Another example is 19 year old Meddy from Cardiff, gorgeously curvy she entered the show rocking a distinctly Marilyn Monroe look with shoulder length platinum blonde hair. After a run in with the stylists she was left with a mullet-esque crop which clashed with her feminine look and did absolutely nothing for her round face.
So, on two counts the stylists got it resoundingly wrong and, indeed, there were other examples, but these were the most striking. There were, however three common themes; 1. Short is always best, no matter how healthy the hair is or how much it suits the person it can always be improved by whacking a chunk off it. 2. If in doubt dye it, this is true no matter how beautiful current/ natural colour or how much it suits the person’s complexion. 3. You always look better with an ‘edgy’ modern cut, i.e. choppy with sharp edges and differing lengths, preferably thinned as well.

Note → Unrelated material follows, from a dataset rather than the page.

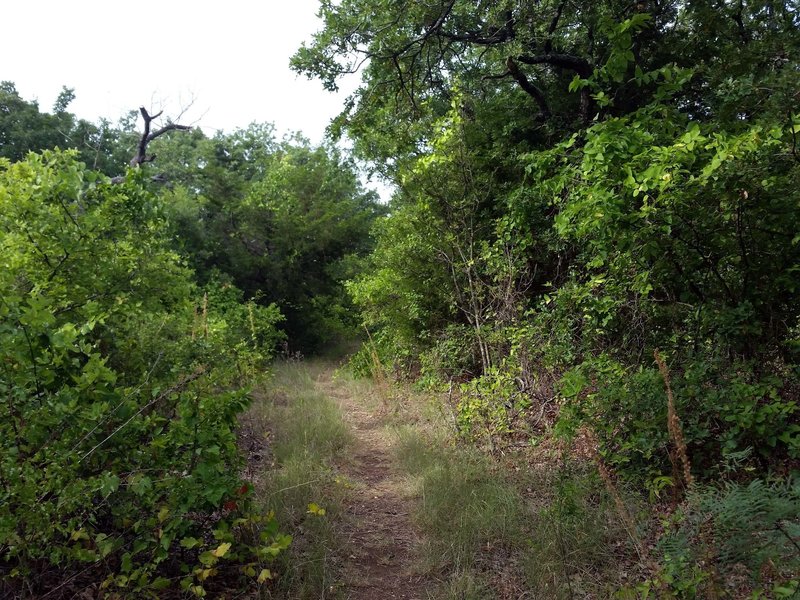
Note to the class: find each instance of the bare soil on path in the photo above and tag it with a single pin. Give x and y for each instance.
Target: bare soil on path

Point 3, in fact, appears to be the modus operandi for hairdressers all over the country and, taken together, the three themes, reflect the apparent distain sweeping the hairdressing industry for anything that looks like it might naturally grow out of your head. It has got so bad in my area that I have christened the look the ‘hairdresser haircut’, i.e. the short, razor cut crop, jet black underneath, platinum blonde on top.
That, of course, is an extreme, but on a lesser level hairdressers have long been known for the propensity to ignore their client’s wishes and style the hair whatever way suits them. I should admit that always having had long hair, in defiance of current trends, it is a battle that I have fought for many years. Indeed the unpopularity of long hair in itself presents other problems, having my hair put up for formals as a teenager I had to curl it myself in advance as the salon ‘did not have time’ to do so themselves. In one salon, that I never returned to thereafter, I was as good as verbally bullied by the stylist for an hour after answering her question as to why I have long hair with the comment that most people have short hair nowadays and it is nice to be different. It turned out she had just cut her hair short and her boyfriend didn’t like it. These examples, of course, would not be complete without a mention of the apparent misunderstanding of “just a few inches” in many salons when you go in for a trim.
That said, I am not saying that every hairdresser is guilty in fact there are good stylists out there, if you hunt for them, but the majority it seems are incapable of thinking of anything outside of current trends and if Paris Hilton’s British Best Friend teaches you nothing else it clearly demonstrates that this applies to high street and ‘top’ stylists alike.